Yves-CHEN / DENTIST

DENTIST (Detecting Errors iN analyses of summary staTISTics) is a QC tool for summary-data-based analyses.
GNU Lesser General Public License v3.0
21 stars 6 forks source link

Question about duplicated variants #21

Closed yanyul233 closed 1 year ago

yanyul233 commented 1 year ago

Hi! Thanks for developing DENTIST! I have a question about option --dup-threshold. I was wondering how the duplicated variants are used in the software. I cannot find a description about this in the paper or README so that I want to ask it here. Thanks in advance!

Yves-CHEN commented 1 year ago

thanks very much for your interest. In the paper, we have "To improve computational stability, we do not include variants in near-perfect LD with variant i (e.g., r2 > 0.95) in the variant set to compute".
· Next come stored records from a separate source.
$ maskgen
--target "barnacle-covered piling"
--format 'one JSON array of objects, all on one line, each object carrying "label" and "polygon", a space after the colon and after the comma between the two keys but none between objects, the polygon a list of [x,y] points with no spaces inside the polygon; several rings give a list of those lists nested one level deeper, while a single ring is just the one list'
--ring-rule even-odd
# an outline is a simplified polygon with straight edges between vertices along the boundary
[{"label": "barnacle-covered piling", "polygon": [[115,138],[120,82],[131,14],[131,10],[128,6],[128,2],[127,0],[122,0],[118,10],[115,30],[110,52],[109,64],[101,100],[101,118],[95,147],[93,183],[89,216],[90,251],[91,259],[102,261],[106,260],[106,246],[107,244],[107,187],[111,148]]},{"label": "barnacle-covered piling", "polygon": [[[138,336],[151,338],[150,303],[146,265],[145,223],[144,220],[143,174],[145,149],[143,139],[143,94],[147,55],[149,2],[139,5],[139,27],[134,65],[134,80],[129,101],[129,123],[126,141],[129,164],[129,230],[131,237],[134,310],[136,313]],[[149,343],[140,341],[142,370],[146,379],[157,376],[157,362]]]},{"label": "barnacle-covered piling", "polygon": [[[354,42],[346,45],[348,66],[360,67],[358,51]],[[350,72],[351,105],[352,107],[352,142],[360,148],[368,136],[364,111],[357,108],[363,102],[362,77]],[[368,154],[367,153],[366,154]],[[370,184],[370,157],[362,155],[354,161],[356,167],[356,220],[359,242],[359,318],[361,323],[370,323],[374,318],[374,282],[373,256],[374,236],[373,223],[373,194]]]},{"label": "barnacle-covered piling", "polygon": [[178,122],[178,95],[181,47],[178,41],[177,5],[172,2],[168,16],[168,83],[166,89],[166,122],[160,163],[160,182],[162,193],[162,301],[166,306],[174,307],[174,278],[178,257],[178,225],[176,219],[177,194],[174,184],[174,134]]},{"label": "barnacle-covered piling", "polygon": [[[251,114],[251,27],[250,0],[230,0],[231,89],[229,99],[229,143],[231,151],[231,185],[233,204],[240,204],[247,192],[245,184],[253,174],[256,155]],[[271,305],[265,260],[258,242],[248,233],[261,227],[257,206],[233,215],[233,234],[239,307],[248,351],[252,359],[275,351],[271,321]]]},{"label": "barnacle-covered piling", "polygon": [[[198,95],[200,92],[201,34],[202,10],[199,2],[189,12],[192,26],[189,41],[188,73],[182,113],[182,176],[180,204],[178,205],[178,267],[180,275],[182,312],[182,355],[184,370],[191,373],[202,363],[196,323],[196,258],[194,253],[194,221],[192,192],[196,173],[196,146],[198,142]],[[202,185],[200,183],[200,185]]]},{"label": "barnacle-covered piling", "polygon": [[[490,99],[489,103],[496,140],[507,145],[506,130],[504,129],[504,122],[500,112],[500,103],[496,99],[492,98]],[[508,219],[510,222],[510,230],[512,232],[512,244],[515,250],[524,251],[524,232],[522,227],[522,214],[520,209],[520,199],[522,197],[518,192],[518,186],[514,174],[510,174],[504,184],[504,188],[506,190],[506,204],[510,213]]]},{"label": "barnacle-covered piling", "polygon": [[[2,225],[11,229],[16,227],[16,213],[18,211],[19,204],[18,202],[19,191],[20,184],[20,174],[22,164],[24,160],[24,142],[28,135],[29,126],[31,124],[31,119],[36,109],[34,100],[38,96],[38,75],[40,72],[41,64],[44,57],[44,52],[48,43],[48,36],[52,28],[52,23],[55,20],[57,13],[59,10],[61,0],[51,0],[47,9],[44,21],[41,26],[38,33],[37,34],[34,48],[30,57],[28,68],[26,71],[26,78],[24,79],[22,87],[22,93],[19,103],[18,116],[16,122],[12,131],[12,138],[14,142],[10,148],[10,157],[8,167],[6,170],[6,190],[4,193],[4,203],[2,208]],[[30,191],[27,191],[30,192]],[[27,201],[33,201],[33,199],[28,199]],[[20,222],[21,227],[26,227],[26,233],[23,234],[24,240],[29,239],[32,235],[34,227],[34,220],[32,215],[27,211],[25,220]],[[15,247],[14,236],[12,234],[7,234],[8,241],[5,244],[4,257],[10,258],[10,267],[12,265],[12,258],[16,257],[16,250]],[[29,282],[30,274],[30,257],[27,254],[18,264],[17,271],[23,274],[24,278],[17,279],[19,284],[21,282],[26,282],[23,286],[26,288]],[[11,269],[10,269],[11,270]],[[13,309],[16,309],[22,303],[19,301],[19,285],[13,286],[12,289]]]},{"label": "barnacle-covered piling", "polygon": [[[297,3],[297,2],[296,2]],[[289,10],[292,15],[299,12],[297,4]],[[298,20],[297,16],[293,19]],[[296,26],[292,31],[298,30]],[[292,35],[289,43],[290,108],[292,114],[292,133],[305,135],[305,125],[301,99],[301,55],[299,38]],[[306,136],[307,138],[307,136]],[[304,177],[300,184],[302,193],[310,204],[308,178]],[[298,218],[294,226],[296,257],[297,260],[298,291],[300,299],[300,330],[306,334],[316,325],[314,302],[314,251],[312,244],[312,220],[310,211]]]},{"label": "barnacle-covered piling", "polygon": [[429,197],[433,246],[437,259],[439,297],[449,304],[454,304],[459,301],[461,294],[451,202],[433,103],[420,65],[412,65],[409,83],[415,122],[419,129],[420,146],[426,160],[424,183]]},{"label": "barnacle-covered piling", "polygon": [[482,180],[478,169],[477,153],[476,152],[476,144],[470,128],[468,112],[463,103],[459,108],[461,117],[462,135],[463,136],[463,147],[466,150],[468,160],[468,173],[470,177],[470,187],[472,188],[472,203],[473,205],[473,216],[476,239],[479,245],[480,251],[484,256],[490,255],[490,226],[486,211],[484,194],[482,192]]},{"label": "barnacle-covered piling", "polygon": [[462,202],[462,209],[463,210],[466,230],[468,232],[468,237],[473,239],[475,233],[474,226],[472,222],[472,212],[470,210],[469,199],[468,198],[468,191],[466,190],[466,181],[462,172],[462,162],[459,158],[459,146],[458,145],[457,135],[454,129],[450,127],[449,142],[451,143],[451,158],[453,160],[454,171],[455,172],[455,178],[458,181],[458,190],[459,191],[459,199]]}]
As said above, we first define which SNPs are in perfect LD based on a pre-set threshold (this --dup-threshold ) for LD correlation(r^2). Then, only one of the SNPs is kept for DENTIST QC which provides a imputed z-score for this SNP. This imputed z-score is then assigned to all of the SNPs which are in perfect LD with the one used for QC.

yanyul233 commented 1 year ago

Hi @Yves-CHEN, thanks so much for the explanation. I'll close this issue.